Re: [2.6.18,19] SATA boot problems (ICH6/ICH6W)

[Date Prev][Date Next][Thread Prev][Thread Next][Date Index][Thread Index]

 



On Thu, Dec 21, 2006 at 09:10:35AM -0800, Gary Hade wrote:
> On Wed, Dec 20, 2006 at 12:53:57PM +0900, Tejun Heo wrote:
> > Howdy,
> >
> > Gary Hade wrote:
> > > I noticed that Tejun recently provided a "libata: handle 0xff status
> > > properly" patch that is now in mainline that improves this code
> > >   re: http://marc.theaimsgroup.com/?l=linux-ide&m=116038642105802&w=2
> > > but I found that the check still failed but more silently and with no
> > > retries.
> > >
> > > I decided to try increasing the delay that preceeds the above
> > > check [ msleep(150); ] and found that a change from 150ms to
> > > 1000ms caused the problem to disappear.
> >
> > Aieeee, 150ms not enough for the device to send the first FIS after SRST?
> 
> Yea, it appears so. :)
> 
> GoVault access via 'ahci' is also fails in some cable placement
> configurations with:
>   kernel: scsi1 : ahci
>   kernel: ata2: softreset failed (1st FIS failed)

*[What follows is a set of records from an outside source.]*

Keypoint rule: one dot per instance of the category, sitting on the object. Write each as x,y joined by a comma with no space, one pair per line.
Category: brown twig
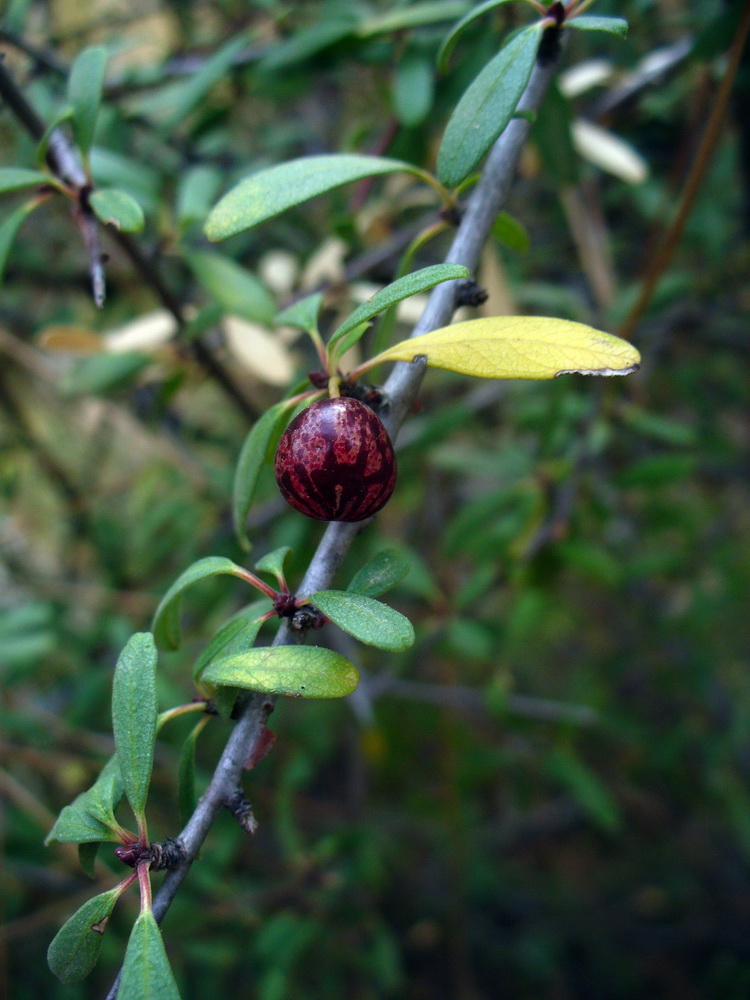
65,164
702,161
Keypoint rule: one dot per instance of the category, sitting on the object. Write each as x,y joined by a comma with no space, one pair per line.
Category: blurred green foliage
575,713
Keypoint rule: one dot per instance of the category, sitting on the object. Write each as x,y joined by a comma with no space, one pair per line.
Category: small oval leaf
413,88
273,562
75,948
299,671
186,797
87,854
166,623
402,288
302,315
249,465
85,94
104,373
234,637
91,816
519,347
452,37
487,106
118,208
614,25
378,575
18,178
368,620
235,288
146,974
270,192
76,825
134,714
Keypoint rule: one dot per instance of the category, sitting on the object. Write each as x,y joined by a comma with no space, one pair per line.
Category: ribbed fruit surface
335,461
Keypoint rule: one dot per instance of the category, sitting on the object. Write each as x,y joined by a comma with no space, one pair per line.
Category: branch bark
401,388
65,163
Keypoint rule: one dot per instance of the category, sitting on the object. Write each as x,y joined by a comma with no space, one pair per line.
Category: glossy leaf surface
613,25
119,209
236,636
397,291
235,288
368,620
519,347
378,575
134,713
249,466
452,37
299,671
146,974
75,948
271,192
486,107
18,178
166,624
90,817
85,93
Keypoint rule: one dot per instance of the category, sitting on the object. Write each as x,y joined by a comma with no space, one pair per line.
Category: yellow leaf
518,347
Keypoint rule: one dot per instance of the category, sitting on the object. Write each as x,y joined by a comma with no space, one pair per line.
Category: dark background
547,797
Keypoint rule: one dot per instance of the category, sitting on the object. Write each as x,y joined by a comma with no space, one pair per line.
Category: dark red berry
335,461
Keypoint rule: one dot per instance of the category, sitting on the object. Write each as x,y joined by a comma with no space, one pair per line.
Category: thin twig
703,157
65,164
401,389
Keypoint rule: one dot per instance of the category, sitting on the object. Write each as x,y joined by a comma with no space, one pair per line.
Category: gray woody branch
401,388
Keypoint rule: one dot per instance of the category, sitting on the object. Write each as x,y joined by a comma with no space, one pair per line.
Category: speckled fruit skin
335,461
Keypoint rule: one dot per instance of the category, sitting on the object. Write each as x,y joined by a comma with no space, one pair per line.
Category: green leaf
487,106
552,133
166,623
249,465
18,178
368,620
273,562
302,315
452,37
412,17
518,347
75,948
8,231
189,94
102,373
196,190
91,816
87,854
236,636
587,788
85,94
508,230
299,671
119,209
146,974
614,25
402,288
235,288
270,192
134,712
76,825
378,575
186,797
310,41
413,88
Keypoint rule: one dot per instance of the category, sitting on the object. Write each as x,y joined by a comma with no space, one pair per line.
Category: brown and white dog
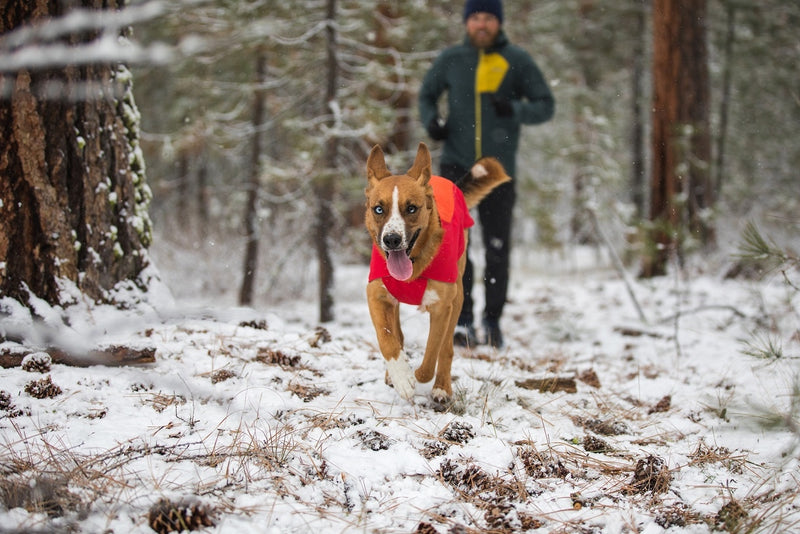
418,224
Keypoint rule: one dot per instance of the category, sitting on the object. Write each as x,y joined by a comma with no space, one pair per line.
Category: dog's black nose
392,241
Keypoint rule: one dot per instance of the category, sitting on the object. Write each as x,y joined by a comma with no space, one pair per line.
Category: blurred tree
73,197
680,194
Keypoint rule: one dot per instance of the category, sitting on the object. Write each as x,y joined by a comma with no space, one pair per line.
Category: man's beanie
495,7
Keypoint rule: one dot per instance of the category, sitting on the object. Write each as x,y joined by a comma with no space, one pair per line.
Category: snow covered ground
259,420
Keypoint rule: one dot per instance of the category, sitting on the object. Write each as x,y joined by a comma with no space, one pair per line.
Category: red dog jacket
455,218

>   kernel: ata2: softreset failed, retrying in 5 secs
>   kernel: ata2: port is slow to respond, please be patient
>   kernel: ata2: port failed to respond (30 secs)
>   kernel: ata2: COMRESET failed (device not ready)

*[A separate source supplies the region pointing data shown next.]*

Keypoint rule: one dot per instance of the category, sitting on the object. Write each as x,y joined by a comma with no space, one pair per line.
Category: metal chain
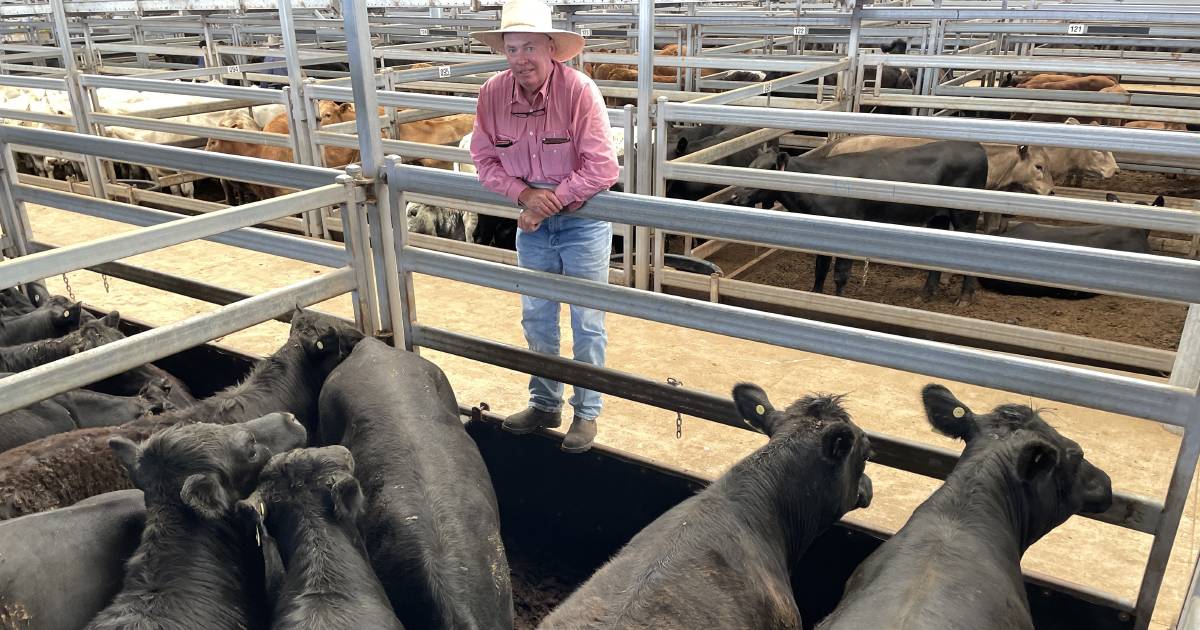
676,383
66,282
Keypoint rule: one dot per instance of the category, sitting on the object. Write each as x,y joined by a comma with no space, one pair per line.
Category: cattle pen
826,67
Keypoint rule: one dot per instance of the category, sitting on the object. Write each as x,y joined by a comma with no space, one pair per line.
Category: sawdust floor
1137,454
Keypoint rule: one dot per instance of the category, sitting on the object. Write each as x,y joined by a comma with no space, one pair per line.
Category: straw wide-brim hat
532,16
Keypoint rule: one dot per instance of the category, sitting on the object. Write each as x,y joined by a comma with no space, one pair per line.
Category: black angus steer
60,568
431,521
309,503
35,353
54,319
61,469
945,163
77,409
684,141
1116,238
195,567
723,559
91,334
957,563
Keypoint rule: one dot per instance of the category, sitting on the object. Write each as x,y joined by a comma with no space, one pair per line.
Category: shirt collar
544,91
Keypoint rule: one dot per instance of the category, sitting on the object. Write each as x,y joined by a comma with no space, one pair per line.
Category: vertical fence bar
400,280
363,82
660,189
75,94
363,297
645,160
627,262
12,211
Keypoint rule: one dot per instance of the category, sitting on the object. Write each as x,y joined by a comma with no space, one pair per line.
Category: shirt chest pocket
558,153
514,156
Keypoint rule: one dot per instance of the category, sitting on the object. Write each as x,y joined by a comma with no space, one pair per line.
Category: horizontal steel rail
46,264
1008,63
755,89
184,129
1098,390
37,117
1165,143
1063,265
255,239
184,88
89,366
984,201
451,105
34,83
1129,511
209,163
973,103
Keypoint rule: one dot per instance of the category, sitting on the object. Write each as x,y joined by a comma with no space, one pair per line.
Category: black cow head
768,159
1055,480
65,315
325,340
1159,202
307,479
820,420
207,467
96,333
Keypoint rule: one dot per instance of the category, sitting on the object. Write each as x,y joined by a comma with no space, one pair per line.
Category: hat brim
567,43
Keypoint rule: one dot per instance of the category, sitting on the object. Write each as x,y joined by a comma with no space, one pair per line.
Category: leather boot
580,436
531,420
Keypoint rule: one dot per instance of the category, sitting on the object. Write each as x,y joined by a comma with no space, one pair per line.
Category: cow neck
767,489
983,496
190,558
319,555
28,355
283,382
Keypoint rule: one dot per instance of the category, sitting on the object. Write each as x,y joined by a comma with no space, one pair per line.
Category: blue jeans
577,247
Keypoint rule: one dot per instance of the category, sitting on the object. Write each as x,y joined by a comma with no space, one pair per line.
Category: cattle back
431,521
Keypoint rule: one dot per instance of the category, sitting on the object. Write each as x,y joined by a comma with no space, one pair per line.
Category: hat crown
532,15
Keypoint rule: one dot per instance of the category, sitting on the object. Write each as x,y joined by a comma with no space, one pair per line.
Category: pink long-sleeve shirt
568,145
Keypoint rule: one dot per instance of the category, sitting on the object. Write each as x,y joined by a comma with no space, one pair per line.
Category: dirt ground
1107,317
1137,454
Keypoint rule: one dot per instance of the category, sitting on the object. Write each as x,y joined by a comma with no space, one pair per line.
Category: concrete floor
1137,454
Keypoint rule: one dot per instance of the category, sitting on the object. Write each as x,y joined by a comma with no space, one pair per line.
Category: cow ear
948,415
125,450
1037,460
70,316
837,442
205,496
323,345
346,498
754,406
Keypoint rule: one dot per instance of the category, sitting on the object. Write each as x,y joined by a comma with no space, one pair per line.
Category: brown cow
445,130
1156,125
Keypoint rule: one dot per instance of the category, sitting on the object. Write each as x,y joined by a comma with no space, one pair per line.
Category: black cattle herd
336,487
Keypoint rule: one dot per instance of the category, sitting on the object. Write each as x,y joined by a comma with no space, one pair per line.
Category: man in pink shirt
541,139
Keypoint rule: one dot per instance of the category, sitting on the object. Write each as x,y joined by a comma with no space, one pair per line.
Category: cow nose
865,492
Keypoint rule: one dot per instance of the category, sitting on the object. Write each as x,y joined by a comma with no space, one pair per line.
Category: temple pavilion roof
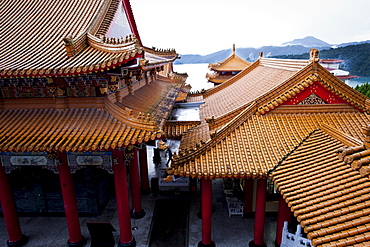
330,200
231,63
254,120
290,132
55,38
88,124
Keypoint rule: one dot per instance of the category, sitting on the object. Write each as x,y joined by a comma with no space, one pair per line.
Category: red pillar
206,205
137,210
145,188
15,236
70,204
259,220
284,214
248,196
122,198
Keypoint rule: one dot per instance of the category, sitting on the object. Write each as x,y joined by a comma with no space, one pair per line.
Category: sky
207,26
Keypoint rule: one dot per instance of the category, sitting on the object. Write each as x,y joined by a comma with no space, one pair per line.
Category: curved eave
322,76
99,61
72,129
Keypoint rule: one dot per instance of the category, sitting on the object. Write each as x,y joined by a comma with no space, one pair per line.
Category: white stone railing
294,240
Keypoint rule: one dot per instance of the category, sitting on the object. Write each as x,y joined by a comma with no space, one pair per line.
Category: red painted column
284,214
248,196
122,198
9,210
136,209
259,220
145,188
206,201
70,204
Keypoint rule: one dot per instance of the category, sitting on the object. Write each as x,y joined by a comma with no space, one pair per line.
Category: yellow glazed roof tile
72,43
261,142
328,198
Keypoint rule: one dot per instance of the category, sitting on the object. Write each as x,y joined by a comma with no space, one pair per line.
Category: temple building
284,122
332,65
79,98
229,67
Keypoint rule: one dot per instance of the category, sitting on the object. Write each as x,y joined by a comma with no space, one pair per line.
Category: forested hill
357,58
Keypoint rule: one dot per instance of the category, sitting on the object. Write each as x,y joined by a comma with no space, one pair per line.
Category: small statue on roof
162,145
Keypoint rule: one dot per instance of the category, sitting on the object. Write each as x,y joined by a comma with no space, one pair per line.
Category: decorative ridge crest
215,138
126,116
339,135
113,44
288,94
358,157
160,51
233,79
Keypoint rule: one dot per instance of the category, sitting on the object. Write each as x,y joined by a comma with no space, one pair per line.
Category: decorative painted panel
13,160
76,160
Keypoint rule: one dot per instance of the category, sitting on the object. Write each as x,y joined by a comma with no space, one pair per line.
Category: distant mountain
295,47
308,41
356,57
249,54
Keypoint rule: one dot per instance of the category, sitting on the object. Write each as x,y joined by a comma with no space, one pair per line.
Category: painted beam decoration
13,160
77,160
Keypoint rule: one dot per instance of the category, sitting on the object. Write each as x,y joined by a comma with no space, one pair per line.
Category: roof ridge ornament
74,45
314,55
358,157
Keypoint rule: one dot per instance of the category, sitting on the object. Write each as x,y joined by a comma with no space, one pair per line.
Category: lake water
197,76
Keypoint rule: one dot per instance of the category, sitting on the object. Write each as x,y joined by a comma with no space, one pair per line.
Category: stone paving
227,231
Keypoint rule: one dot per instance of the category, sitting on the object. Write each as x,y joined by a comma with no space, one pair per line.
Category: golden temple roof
54,38
72,129
88,123
256,144
330,200
231,63
244,118
61,37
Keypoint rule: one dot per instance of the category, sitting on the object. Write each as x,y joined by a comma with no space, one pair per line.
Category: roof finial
314,55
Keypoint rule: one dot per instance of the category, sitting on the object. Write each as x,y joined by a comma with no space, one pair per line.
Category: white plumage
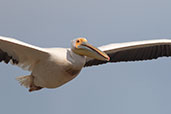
53,67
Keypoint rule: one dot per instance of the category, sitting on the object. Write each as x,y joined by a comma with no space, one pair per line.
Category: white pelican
53,67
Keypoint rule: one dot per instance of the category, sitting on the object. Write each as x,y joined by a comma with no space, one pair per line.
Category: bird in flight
53,67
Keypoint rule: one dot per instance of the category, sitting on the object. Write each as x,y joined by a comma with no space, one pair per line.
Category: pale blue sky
120,88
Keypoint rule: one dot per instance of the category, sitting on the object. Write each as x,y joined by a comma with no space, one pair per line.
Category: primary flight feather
53,67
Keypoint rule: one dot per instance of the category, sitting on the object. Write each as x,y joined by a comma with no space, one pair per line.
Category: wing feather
134,51
21,54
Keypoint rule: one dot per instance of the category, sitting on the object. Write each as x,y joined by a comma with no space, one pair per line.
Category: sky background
116,88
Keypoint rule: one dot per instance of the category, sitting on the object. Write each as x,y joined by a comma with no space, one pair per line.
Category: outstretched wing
134,51
21,54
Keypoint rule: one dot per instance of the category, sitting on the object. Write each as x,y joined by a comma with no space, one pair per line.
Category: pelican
53,67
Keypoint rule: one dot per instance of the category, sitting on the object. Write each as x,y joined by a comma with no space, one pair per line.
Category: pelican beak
87,49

>   kernel: ata2: hardreset failed, retrying in 5 secs
>   kernel: ata2: port is slow to respond, please be patient
>   kernel: ata2: port failed to respond (30 secs)
>   kdump: kexec: failed to load kdump kernel
>   kernel: ata2: COMRESET failed (device not ready)
>   kernel: ata2: reset failed, giving up
> 
> This problem also disappears after reversing ports to which
> the hard drive and GoVault cables are connected.
> 
> The following timeout increase appears to correct the 'ahci' problem:
> 
> --- ./linux-2.6.18.i386/drivers/scsi/ahci.c.orig	2006-12-19 09:07:58.000000000 -0800
> +++ ./linux-2.6.18.i386/drivers/scsi/ahci.c	2006-12-19 13:30:29.000000000 -0800
> @@ -788,7 +788,7 @@ static int ahci_softreset(struct ata_por
> 
>  	writel(1, port_mmio + PORT_CMD_ISSUE);
> 
> -	tmp = ata_wait_register(port_mmio + PORT_CMD_ISSUE, 0x1, 0x1, 1, 500);
> +	tmp = ata_wait_register(port_mmio + PORT_CMD_ISSUE, 0x1, 0x1, 1, 2500);
>  	if (tmp & 0x1) {
>  		rc = -EIO;
>  		reason = "1st FIS failed";
> 
> 1000ms, 1500ms, 1750ms, and 1900ms didn't work.  2000ms worked so
> 2500ms includes some extra to be safe.  This experience seems to
> be more representative of the 1 to 2 second time (with RDC present)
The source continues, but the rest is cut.